Le dernier Conseil de la fédération a fait montre des dissensions qui peuvent exister au sein du pays en relation avec le développement économique et l’exploitation des énergies fossiles. Le Québec faisait cavalier seul contre l’Ouest et l’Ontario qui jouissaient de l’appui des Maritimes pour un corridor énergétique traversant son territoire. Cependant, cette unité à l’Ouest est fragilisée par le litige entre la Colombie-Britannique et l’Alberta sur le pipeline Trans Mountain. Si le NPD est en quête de sens, le Canada paraît avoir encore plus de difficultés à trouver le sien à l’ère des changements climatiques et d’une mutation économique rendue nécessaire par la dégradation de la planète.

À défaut d’un leader charismatique ou de partis capables de faire la synthèse des aspirations canadiennes, on peut être porté à croire que l’élection canadienne se fera dans une volonté contraire à celle des derniers scrutins fédéral et provincial. La tendance sera à ne pas vouloir de changement par crainte de se ramasser avec pire ou de fragiliser encore plus l’unité canadienne. 

L’économie se porte plutôt bien, la tempête SNC Lavalin s’estompe et le premier ministre Trudeau devient moins gaffeur.
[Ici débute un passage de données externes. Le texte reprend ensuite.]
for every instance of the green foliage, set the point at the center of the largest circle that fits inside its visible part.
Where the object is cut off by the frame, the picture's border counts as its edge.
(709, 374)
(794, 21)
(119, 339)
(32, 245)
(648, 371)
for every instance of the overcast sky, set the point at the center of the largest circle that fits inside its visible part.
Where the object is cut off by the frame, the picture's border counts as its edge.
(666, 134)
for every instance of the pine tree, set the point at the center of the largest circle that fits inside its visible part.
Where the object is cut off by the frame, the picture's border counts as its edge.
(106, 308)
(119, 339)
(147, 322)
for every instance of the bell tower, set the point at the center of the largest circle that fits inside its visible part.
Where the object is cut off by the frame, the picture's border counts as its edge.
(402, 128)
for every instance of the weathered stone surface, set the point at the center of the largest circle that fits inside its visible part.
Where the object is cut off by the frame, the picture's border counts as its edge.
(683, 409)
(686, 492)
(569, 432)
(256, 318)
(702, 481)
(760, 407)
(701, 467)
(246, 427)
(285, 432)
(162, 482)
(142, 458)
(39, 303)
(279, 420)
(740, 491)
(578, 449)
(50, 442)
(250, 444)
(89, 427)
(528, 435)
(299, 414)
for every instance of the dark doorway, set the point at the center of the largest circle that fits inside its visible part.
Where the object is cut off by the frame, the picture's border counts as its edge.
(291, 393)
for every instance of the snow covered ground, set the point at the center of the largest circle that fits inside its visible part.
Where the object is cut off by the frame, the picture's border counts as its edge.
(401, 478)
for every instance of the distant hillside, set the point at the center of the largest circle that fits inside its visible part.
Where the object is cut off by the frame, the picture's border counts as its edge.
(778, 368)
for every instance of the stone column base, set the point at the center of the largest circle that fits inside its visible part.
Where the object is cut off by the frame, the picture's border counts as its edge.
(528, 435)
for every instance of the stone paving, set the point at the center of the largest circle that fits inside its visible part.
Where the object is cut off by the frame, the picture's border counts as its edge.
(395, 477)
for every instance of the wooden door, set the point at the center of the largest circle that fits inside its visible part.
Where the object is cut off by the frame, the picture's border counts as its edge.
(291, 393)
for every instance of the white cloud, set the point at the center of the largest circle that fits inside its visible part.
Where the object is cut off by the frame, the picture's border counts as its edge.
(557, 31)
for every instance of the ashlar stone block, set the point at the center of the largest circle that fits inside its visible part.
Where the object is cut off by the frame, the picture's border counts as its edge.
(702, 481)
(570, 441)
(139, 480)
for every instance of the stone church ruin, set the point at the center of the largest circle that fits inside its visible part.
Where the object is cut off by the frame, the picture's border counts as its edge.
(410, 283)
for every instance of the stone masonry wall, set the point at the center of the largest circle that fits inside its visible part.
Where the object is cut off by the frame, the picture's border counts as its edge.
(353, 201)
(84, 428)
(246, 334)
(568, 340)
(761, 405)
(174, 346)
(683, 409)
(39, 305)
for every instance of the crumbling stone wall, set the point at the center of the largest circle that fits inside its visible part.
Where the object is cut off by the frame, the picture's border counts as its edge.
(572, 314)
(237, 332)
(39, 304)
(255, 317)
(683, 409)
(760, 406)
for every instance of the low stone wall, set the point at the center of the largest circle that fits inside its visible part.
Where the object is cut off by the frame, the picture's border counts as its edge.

En face de lui, Andrew Scheer et Jagmeet Singh n’apparaissent guère plus brillants pour soulever envie et liesse dans l’électorat pour les rejoindre. Quant aux partis Vert et Bloc québécois, ils continuent de demeurer des formations marginales qui peuvent nuire ou faire contrepoids au parti au pouvoir.

La pole position est occupée par les libéraux et leur chance de finir en tête ne s’amenuise pas en cette période estivale. En fait, c’est sur la queue du peloton que les incertitudes seront les plus manifestes alors que le Bloc tentera de consolider sa remontée en ne se laissant pas déborder par le parti Vert et en espérant voir le retour de ses électeurs qui l’avaient déserté vers le PC et surtout vers le NPD. 

Il semble que la lutte pour ne pas finir dernier s’avèrera la plus trépidante!